Apesar de não ter se envolvido na política, como fizera o “xará famoso”, padre Cícero Santos esteve envolvido em outras “questões polêmicas”. De todas as lembranças em União, a que mais o rememora é um suposto envolvimento no sumiço do corpo de Isabel Sampaio, a jovem tida como “santa” pelos católicos unionenses. A questão, gerou muita polêmica na época, colocando o nome do padre no epicentro de uma seara assaz delicada.

 Em 1932, na zona rural do município de União, uma jovem de nome Isabel, casada com João Sampaio, foi brutalmente assassinada pelo marido. Ela foi morta impiedosamente com 18 facadas, após denunciá-lo por maus tratos ao “delegado” de polícia. O brutal feminicídio gerou muita comoção e bastante repercussão na época. Devido as circunstâncias bestiais do crime, rapidamente surgiram boatos sobre alguns “sinais miraculosos” da vítima, tida, desde já, como “mártir”. Isso não demorou para se dar início a um culto em torno dela. De acordo com a tradição oral, esse “paganismo” ascendente, teria chamado atenção da igreja católica, que incomodada, teria tomado providências para detê-lo. É aí que vem o suposto envolvimento do padre Cícero. Houve boatos de que ele teria homiziado os restos mortais da jovem, a fim de evitar qualquer tipo de peregrinação em torno dela. Ainda de acordo com antigos relatos, ele teria se ausentado inexplicavelmente da paróquia durante duas semanas. Chegou a se ventilar que ele teria enviado o corpo para Roma, Itália. Mas claro, nada nunca foi comprovado. Mas o fato é que realmente o corpo desapareceu. Não se sabe se por meio dele, ou por outras circunstâncias. A questão foi bastante polemizada na época.

Túmulo do Padre Cícero Santos, no cemitério velho

(Foto: Arquivo do Piquete)

 

Independentemente das desconfianças e rumores, ele continuou bastante prestigiado. Alguns anos se passaram e as suspeições foram sendo dissolvidas. Entretanto não tardou para dar-se uma nova fatalidade e os “mistérios” ressurgirem. Em 22 de julho de 1936, ao fazer confissões na localidade Centro do Sítio (atual COMVAP), Cícero veio a falecer, vítima de um fulminante ataque cardíaco. Seu falecimento pegou todos de surpresa, pois se tratava de um padre jovem (44 anos) e aparentemente sadio. Para os mais supersticiosos, a morte teria sido um “castigo divino” enviado por “Santa Isabel”, em vingança ao suposto rapto orquestrado por ele (nunca se comprovou tal versão).
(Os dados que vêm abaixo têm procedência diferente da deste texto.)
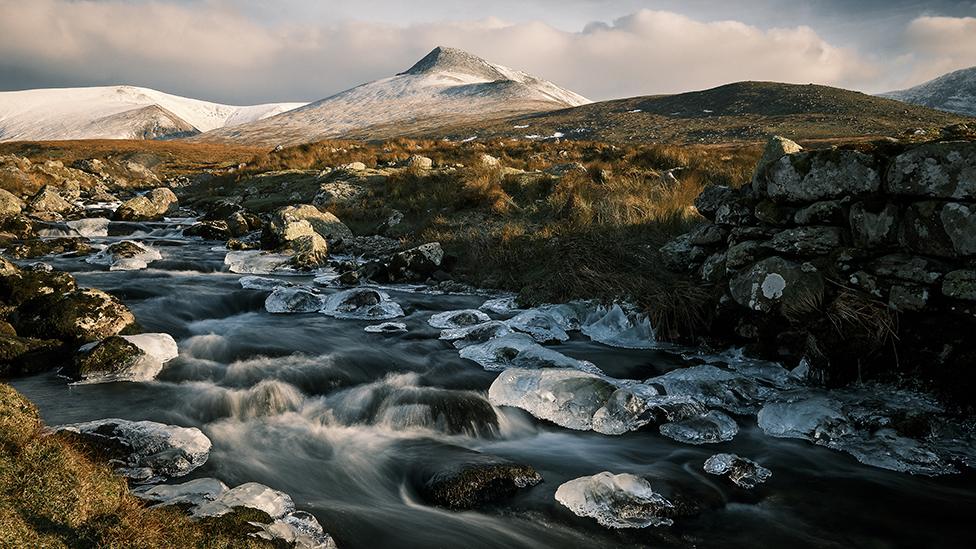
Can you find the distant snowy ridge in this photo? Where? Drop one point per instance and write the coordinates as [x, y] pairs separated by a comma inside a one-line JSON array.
[[447, 84], [117, 112], [953, 92]]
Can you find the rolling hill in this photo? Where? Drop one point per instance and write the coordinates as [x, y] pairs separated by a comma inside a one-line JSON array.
[[446, 87], [116, 112], [953, 92]]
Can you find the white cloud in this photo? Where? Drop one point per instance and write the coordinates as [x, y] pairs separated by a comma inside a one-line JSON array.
[[212, 50]]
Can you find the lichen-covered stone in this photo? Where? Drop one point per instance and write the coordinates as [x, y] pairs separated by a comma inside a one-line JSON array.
[[938, 170]]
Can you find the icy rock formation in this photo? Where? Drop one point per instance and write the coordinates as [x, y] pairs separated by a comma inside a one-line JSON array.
[[479, 333], [257, 262], [541, 326], [362, 304], [568, 398], [880, 426], [386, 328], [501, 305], [743, 472], [520, 351], [262, 283], [615, 328], [89, 227], [125, 256], [457, 319], [616, 501], [292, 300], [707, 429], [147, 451], [716, 387]]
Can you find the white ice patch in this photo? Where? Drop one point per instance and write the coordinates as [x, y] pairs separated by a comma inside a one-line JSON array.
[[156, 451], [457, 319], [362, 304], [286, 300], [521, 351], [615, 501]]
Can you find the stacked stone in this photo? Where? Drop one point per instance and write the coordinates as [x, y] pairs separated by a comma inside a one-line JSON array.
[[896, 226]]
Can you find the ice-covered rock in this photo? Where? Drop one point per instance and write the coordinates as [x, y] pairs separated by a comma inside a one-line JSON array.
[[262, 283], [616, 501], [521, 351], [253, 495], [706, 429], [716, 387], [146, 451], [616, 328], [257, 262], [89, 227], [292, 300], [457, 319], [501, 305], [568, 398], [880, 426], [479, 333], [362, 304], [125, 256], [743, 472], [541, 326], [194, 492], [386, 328]]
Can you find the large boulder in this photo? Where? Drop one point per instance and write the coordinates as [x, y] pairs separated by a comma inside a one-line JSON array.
[[775, 284], [937, 170], [79, 316], [10, 205], [821, 175], [149, 207]]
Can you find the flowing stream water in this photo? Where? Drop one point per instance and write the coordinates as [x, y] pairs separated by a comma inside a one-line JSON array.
[[314, 406]]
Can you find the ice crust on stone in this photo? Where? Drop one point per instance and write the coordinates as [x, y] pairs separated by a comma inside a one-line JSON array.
[[96, 227], [479, 333], [521, 351], [457, 319], [138, 262], [154, 451], [500, 305], [541, 326], [615, 328], [883, 427], [616, 501], [362, 304], [263, 283], [386, 328], [257, 262], [743, 472], [285, 300], [158, 349], [710, 428]]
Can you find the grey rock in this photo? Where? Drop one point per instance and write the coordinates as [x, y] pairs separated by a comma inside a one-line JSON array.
[[938, 170]]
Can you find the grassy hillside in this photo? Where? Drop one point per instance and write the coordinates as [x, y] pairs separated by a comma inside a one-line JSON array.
[[739, 112]]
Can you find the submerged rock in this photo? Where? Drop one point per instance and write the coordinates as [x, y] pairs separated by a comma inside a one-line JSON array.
[[361, 304], [521, 351], [458, 478], [292, 300], [144, 451], [710, 428], [616, 501], [743, 472], [125, 256]]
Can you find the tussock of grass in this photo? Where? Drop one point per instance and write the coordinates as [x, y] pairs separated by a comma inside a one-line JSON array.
[[54, 495]]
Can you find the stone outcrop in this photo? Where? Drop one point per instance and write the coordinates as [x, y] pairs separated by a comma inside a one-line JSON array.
[[852, 261]]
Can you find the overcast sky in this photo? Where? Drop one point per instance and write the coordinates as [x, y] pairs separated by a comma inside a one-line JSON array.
[[251, 51]]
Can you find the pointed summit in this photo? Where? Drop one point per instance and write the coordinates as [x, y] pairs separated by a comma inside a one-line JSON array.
[[453, 60]]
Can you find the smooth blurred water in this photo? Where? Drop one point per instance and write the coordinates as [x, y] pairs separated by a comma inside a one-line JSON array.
[[339, 419]]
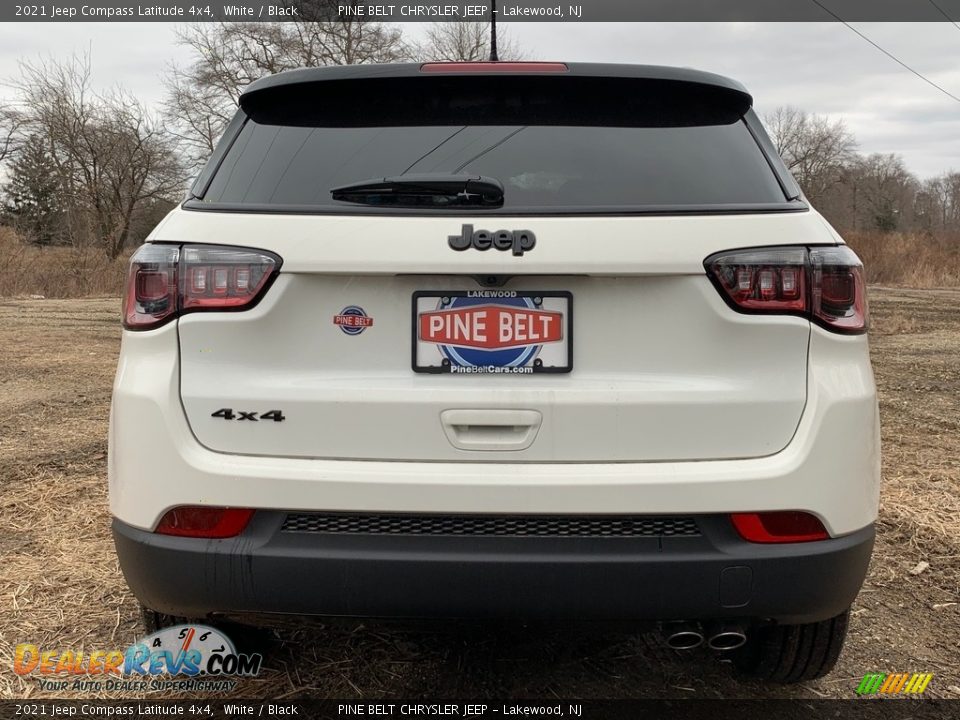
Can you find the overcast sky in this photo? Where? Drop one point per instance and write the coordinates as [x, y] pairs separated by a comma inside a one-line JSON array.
[[820, 67]]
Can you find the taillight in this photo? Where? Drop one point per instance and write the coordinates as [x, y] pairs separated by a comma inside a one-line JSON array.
[[823, 284], [166, 281], [150, 298], [204, 522], [493, 66], [779, 527]]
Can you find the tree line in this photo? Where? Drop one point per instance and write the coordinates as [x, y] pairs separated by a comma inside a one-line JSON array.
[[858, 192], [93, 169]]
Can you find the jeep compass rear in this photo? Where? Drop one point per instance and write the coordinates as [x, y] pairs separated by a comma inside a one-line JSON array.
[[501, 341]]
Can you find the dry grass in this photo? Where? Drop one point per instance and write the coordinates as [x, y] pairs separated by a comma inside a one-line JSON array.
[[910, 260], [56, 272], [61, 587]]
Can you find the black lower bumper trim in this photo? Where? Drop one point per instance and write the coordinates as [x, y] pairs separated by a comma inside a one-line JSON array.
[[713, 575]]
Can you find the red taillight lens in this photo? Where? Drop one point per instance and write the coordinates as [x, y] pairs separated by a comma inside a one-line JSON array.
[[168, 280], [839, 291], [493, 66], [824, 284], [150, 298], [224, 277], [779, 527], [205, 522]]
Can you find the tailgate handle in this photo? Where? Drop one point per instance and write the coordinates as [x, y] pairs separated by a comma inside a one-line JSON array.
[[491, 429]]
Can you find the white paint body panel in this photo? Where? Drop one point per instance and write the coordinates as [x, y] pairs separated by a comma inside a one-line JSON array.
[[677, 404]]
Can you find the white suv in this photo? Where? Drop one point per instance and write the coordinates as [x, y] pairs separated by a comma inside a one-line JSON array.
[[500, 340]]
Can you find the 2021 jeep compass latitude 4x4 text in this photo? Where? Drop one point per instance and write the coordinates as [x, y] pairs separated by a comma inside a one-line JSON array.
[[500, 340]]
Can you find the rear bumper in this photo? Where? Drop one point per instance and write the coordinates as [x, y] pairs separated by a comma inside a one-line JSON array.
[[712, 575]]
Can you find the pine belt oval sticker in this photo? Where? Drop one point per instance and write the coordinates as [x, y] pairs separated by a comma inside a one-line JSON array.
[[353, 320]]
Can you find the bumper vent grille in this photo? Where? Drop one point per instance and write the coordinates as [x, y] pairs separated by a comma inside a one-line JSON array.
[[493, 525]]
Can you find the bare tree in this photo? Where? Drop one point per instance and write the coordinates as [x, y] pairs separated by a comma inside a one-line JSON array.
[[203, 96], [466, 42], [11, 122], [111, 156], [814, 148]]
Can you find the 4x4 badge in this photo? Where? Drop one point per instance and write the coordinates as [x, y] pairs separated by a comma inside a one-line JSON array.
[[519, 241]]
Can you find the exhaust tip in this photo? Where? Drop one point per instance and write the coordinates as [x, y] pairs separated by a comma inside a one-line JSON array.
[[684, 637], [727, 639]]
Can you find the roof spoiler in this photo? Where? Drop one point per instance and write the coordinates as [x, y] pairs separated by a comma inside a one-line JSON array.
[[491, 94]]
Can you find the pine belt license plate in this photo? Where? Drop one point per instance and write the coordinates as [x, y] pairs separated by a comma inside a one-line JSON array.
[[481, 332]]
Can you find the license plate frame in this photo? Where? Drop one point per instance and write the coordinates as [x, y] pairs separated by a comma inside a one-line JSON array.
[[548, 357]]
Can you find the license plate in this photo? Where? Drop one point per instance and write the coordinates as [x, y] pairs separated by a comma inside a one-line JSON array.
[[475, 332]]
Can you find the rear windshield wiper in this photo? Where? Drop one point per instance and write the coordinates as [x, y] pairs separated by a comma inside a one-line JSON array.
[[424, 190]]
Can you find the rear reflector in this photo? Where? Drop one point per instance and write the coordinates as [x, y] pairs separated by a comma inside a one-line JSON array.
[[823, 284], [204, 522], [779, 527], [166, 281], [492, 66]]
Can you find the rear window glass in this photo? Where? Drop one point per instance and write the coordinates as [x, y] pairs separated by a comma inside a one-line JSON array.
[[542, 168]]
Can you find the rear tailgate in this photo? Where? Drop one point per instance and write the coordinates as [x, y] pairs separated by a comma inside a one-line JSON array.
[[627, 177], [662, 368]]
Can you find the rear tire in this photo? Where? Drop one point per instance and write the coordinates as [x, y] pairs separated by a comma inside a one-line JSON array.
[[793, 653], [246, 638]]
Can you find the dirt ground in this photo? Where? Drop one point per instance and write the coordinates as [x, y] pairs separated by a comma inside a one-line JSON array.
[[60, 586]]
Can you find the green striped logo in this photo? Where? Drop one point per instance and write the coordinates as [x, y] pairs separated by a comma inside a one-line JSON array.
[[894, 683]]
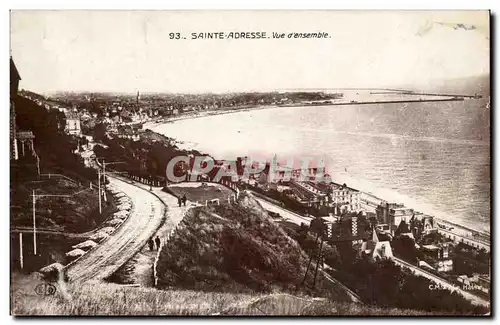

Contudo, em meio a todos esses “mistério”, o picoense continuou bastante prestigiado. A pedido da comunidade unionense, ele foi velado e sepultado na cidade. O velório de corpo-presente, realizado na igreja Matriz, atraiu uma legião de pessoas. “Foi um tumulto! Eu criança não consegui nem chegar perto do corpo. Foi o maior velório que já ocorreu na igreja ...”, destacou uma testemunha ocular do fato. Após o velório o corpo foi enterrado no cemitério São Francisco (cemitério “velho”), o mesmo na qual foi sepultada a jovem “Santa Isabel”.

Padre Cicero Santos pode não ter sido tão afamado quanto o homônimo mais conhecido, mas, nas devidas proporções, teve sua importância e notoriedade dentre aqueles que governaram a Paróquia de Nossa Senhora dos Remédios. Apesar de não ter tido uma estada tão longeva em União, sua passagem será sempre lembrada...ou pelas deferências, ou pelas polêmicas de 1932. Será “mal de Padre Cícero”??!!... Para aqueles que se interessarem em visitá-lo, ele “repousa” no “velho” cemitério do bairro São João.

*DANILO JOSÉ REIS é historiador e membro do grupo de pesquisa Piquete Explorador do Estanhado.